# Como instalar un ecualizador?



## prextor (Feb 8, 2007)

Amigos tengo un ecualizador, pero no se que significan todos los cables que trae, tampoco están señalizados, alguien me puede decir cual es el funcionamiento de los cables, 

se que un es + y otro -, pero los demas, como van conectados a los parlantes, los dos delanteros y los dos traseros, total son 4.

si me pudieran orientar

gracias

PD: lo quiero conectar en mi auto


----------



## skull (Feb 8, 2007)

hola prector,podrias comensar con sacarle una foto a los cables y/o conector de salida del ecualizador,eso por el momento


----------



## Apollo (Feb 8, 2007)

Hola prextor:

Es muy raro que el eculizador se conecte directoa las bocinas (Ya que esto implica tener un auto-estereo sin amplificador de potencia), normalmente los auto-estereo tienen una salida en la parte trasera que tiene un puente, si quitas el puente, ahí conectas el ecualizador, o en su defecto tienen cables tipo RCA (Dependiendo de la cantidad de bocinas que ocupe) , pueden ser 4 (Para 2 bocinas, y 8 Para 4 bocinas).

Los dos equipos (pongamos el caso de 2 bocinas), tienen 2 cables de entrada y dos de salida.

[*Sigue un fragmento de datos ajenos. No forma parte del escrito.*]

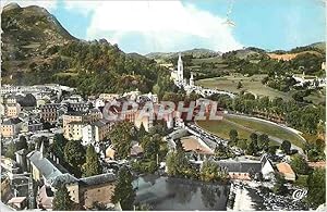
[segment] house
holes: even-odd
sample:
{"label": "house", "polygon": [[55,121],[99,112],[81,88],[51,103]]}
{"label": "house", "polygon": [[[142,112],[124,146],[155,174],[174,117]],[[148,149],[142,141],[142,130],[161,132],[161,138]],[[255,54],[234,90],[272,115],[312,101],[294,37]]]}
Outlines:
{"label": "house", "polygon": [[290,164],[288,164],[286,162],[281,162],[281,163],[278,163],[276,166],[277,166],[278,172],[283,176],[284,179],[290,180],[290,182],[295,180],[296,176]]}
{"label": "house", "polygon": [[218,164],[227,169],[232,179],[251,179],[258,174],[262,174],[264,179],[272,179],[275,176],[272,163],[266,154],[259,161],[240,157],[237,160],[221,160]]}
{"label": "house", "polygon": [[261,163],[262,163],[262,174],[264,179],[272,179],[275,178],[275,169],[269,160],[267,154],[264,154],[261,158]]}
{"label": "house", "polygon": [[40,117],[46,121],[53,123],[57,121],[58,117],[58,110],[60,108],[60,103],[47,103],[40,105]]}
{"label": "house", "polygon": [[[40,149],[43,149],[43,144]],[[46,186],[51,186],[56,177],[68,173],[68,171],[60,165],[59,161],[56,160],[57,163],[52,163],[49,159],[45,158],[43,150],[29,152],[27,159],[32,178]]]}
{"label": "house", "polygon": [[27,155],[27,150],[26,149],[21,149],[21,150],[15,152],[16,162],[20,165],[20,167],[22,169],[22,172],[27,172],[26,155]]}
{"label": "house", "polygon": [[105,140],[112,125],[113,122],[105,119],[85,125],[82,129],[82,145],[94,145],[95,142]]}
{"label": "house", "polygon": [[55,194],[50,187],[41,186],[36,196],[36,204],[38,209],[52,209]]}
{"label": "house", "polygon": [[4,120],[1,124],[1,136],[7,138],[16,136],[21,130],[22,123],[19,117]]}
{"label": "house", "polygon": [[33,151],[27,158],[29,159],[33,178],[43,185],[37,198],[40,208],[52,208],[52,192],[56,194],[56,187],[59,184],[64,184],[70,192],[71,200],[84,205],[85,209],[92,208],[94,202],[111,203],[116,182],[114,174],[106,173],[76,178],[59,163],[52,162],[59,162],[55,159],[56,157],[50,160],[44,158],[41,151]]}
{"label": "house", "polygon": [[21,132],[23,132],[23,133],[38,132],[38,130],[43,130],[43,128],[44,128],[44,125],[40,121],[29,119],[28,121],[22,123]]}
{"label": "house", "polygon": [[[63,125],[63,135],[66,139],[80,140],[83,138],[83,127],[85,127],[89,123],[98,123],[97,121],[100,120],[102,116],[99,109],[90,109],[89,111],[75,111],[75,112],[68,112],[62,116],[62,125]],[[96,125],[97,125],[96,124]],[[100,126],[101,128],[102,126]],[[102,129],[102,128],[101,128]],[[86,129],[85,129],[86,130]],[[87,129],[89,132],[89,128]],[[92,133],[92,130],[90,130]],[[99,130],[101,134],[99,139],[102,139],[102,130]],[[89,135],[87,135],[89,138]],[[87,141],[90,142],[89,139]]]}
{"label": "house", "polygon": [[259,161],[234,161],[221,160],[218,161],[220,167],[226,169],[231,179],[251,179],[251,174],[258,174],[262,170]]}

Conectas la salida del auto estereo a la entrada del ecualizador, y la salida del ecualizador a la entrada o "Regreso" del auto estéreo.

Posiblemente si buscaras en internet el modelo de los dos equipos, podrías encontrar algún diagrama de conexión.

Espero y te sea útil esta información
Saludos al foro


----------